Maybe this is it, I think, watching the actors pack into a windowed corridor, to be strip-searched and returned to their cells. They keep waving, mugging, making faces at me and Andy. Every once in a while, someone mouths, "See you next year!"
In the past year, there've been no flash-bang conversions, no sudden contrition among these players. But maybe this slow growth, these lonely revelations maybe this incremental change is what begins to happen when a man chooses to be.
E-mail comments to wiltenburgm@csmonitor.com or nelsona@csps.com
When photographer Andy Nelson and reporter Mary Wiltenburg returned to Luther Luckett Correctional Facility this year, they were looking for changes. Had the passage of another year, and the addition of "Hamlet" to the inmates' growing Shakespeare repertoire, made a difference in how the men saw themselves and the world?
It wasn't an unreasonable quest, even taking into account the static nature of prison life. "Last year, everyone gave us the sense of the transforming experience of these plays," Mary says.
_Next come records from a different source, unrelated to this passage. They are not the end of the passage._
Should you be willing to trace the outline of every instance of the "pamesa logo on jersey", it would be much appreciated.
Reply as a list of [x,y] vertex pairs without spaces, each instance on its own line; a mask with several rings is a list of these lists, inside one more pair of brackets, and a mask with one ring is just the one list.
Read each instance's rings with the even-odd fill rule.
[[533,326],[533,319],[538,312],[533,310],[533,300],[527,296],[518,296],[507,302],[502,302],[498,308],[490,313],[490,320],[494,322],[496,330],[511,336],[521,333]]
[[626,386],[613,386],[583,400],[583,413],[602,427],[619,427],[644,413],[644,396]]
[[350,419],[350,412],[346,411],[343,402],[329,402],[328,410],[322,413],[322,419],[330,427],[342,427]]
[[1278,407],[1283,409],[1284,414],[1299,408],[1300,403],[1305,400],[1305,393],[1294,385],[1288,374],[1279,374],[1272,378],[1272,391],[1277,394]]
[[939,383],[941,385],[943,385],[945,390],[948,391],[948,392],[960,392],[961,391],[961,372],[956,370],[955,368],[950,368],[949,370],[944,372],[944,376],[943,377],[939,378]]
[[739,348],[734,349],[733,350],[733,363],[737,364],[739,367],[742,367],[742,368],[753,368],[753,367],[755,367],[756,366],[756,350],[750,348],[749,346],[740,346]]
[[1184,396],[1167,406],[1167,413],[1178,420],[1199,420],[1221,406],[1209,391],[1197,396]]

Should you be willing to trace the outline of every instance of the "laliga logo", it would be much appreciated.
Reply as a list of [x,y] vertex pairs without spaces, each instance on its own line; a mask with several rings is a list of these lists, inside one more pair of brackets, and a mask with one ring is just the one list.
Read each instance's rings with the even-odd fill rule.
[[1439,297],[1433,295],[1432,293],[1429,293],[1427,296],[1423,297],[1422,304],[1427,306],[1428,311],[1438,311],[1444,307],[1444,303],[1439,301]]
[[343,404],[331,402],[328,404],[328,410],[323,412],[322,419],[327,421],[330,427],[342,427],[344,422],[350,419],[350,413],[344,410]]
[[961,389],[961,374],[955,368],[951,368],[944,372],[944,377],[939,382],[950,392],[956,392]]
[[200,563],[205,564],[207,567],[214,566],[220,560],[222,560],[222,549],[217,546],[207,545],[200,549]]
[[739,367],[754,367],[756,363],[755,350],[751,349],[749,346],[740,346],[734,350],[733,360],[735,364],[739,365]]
But Andy and Mary hadn't seen that in the production of "Titus," though the violent play had forced some actors to confront crimes much like their own.
This year, too, "the reality was that a lot of the guys seemed to be holding the line," Andy says. But "the play gave [them] a chance to have more life. [It's] the high point of the year."
It was also something of a reunion, as Andy and Mary were peppered with questions about their lives. The exchanges drove home the confinement of prison, but revealed growth as well: "What emerged were subtler changes but ones that mean something to these guys' emotional development," Mary says.